The Naïve Bayes learning based classifier is simple yet surprisingly accurate, and thus has been used in many machine-learning related classification projects (A-Engelson & Dagan, 1999; Katakis, Tsoumakas & Vlahavas, 2006; Nigam, McCallum, Thrun & Mitchell, 1998). In particular, it is remarkably successful for text classification problems, despite the fact that text data generally has a large feature space (Katakis, Tsoumakas & Vlahavas, 2006; Nigam, McCallum, Thrun & Mitchell, 1998). Compared to other learning methods, the Naïve Bayes has a number of good features that serve text classification systems.
The learning of the Naïve Bayes classifier does not demand any other statistics than feature statistics, and no further complex generalization processes are required unlike the other machine learning methods such as support vector machine.
It is very easy to incrementally update the classification model of a given categories due to its simplicity. When a new training documents arrive, the feature statistics are updated and feature evaluation can be immediately calculated without the need of re-processing past data. This characteristic is essential in the case where the document collection is highly evolutionary.
Since a classification model can be developed with a single pass over the documents, a Naïve Bayes learning process is faster than that of other methods.
The Naïve Bayes learning can easily accommodate the degree of importance of features occurring in documents; for example, for learning, one may double or triple the frequency of terms occurring in titles in news articles and title tags in HTML documents.
Because of the above advantages, there has been a strong incentive to improve the Naïve Bayes text classifier by combining it with other learning techniques (Kim & Kim, 2004; Kim, Rim, Yook & Lim, 2002; Nigam, McCallum, Thrun & Mitchell, 1998).

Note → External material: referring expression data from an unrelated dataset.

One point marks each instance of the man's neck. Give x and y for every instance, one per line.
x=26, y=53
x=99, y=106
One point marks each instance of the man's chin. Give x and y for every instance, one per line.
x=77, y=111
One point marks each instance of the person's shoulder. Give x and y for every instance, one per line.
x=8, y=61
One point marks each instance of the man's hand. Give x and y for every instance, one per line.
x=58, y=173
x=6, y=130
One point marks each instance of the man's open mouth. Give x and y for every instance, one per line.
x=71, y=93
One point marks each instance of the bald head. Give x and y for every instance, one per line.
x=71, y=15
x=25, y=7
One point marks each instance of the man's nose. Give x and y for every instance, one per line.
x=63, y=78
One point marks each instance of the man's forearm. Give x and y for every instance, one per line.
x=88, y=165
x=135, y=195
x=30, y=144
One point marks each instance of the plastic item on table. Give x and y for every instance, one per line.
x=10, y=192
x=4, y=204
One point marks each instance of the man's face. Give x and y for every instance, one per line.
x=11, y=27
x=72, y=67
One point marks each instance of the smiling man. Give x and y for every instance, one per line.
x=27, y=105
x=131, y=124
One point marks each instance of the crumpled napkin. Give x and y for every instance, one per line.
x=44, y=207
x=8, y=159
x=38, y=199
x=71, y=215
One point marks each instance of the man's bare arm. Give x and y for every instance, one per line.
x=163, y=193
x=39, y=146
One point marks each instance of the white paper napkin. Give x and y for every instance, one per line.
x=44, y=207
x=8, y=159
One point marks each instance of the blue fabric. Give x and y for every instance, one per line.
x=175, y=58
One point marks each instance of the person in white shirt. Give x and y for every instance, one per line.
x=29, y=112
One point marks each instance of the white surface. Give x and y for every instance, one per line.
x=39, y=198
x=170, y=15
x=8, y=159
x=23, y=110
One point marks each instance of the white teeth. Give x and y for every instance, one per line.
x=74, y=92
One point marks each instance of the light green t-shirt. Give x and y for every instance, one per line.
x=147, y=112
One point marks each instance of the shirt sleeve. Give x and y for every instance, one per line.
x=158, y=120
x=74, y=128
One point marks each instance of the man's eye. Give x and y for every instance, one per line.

To improve the classification performance, we first should resolve the problem of lack of training examples in the real-world environment. In general, most machine learning methods including Naïve Bayes assumes the existence of good quality documents for training. However, this assumption is not effective in real world operational environments. Thus we must assume that rather than trying to prepare complete training examples at one time, new training documents are continuously provided for learning as a data stream. Thus in such an environment, continuous update of the current classification model is required whenever a new set of training examples are prepared. Thus, how to obtain training examples has become an important issue in practically developing a text classifier. To resolve such a problem, active learning approach was proposed in which the learner can actively choose the training documents from a pool of unlabeled documents (A-Engelson & Dagan, 1999). However, active learning approach needs additional cost for labeling unknown documents by human experts. In this chapter, I will introduce two approaches to improving Naïve Bayes with incomplete training set: one is the EM (Expectation Maximization) approach and the other is the Boosting one.
Key Terms in this Chapter
Classif ication Uncertainty: The degree of uncertainty in the classification of the example with respect to the current model derived from given training examples.

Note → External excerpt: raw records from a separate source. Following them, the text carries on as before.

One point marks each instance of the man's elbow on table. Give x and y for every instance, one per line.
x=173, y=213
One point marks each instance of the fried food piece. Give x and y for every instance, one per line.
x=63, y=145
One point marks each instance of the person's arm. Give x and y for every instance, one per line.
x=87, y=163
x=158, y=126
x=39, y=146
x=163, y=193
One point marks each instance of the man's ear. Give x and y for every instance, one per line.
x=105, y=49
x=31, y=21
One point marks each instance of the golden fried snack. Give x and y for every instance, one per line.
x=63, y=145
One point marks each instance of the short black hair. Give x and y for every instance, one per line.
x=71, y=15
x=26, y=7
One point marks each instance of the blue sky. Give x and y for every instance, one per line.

AdaBoost: a kind of boosting algorithms that builds subsequent classifiers by being tweaked in favor of those instances misclassified by previous classifiers.
Selective Sampling: A kind of active learning methods that selectively chooses a set of candidate training data from unlabeled data.
Boosting: A machine learning meta-learning algorithm for performing supervised learning that creates a single strong learner with a set of weak learner.
Naïve Bayes: Simple probabilistic classifier based on applying Bayes’ theorem with strong (naive) independence assumptions.
Text Classification: The task of automatically assigning a set of text documents to a set of predefined classes.
EM Algorithm: An iterative method for estimating maximum likelihood in problems with incomplete (or unlabeled) data.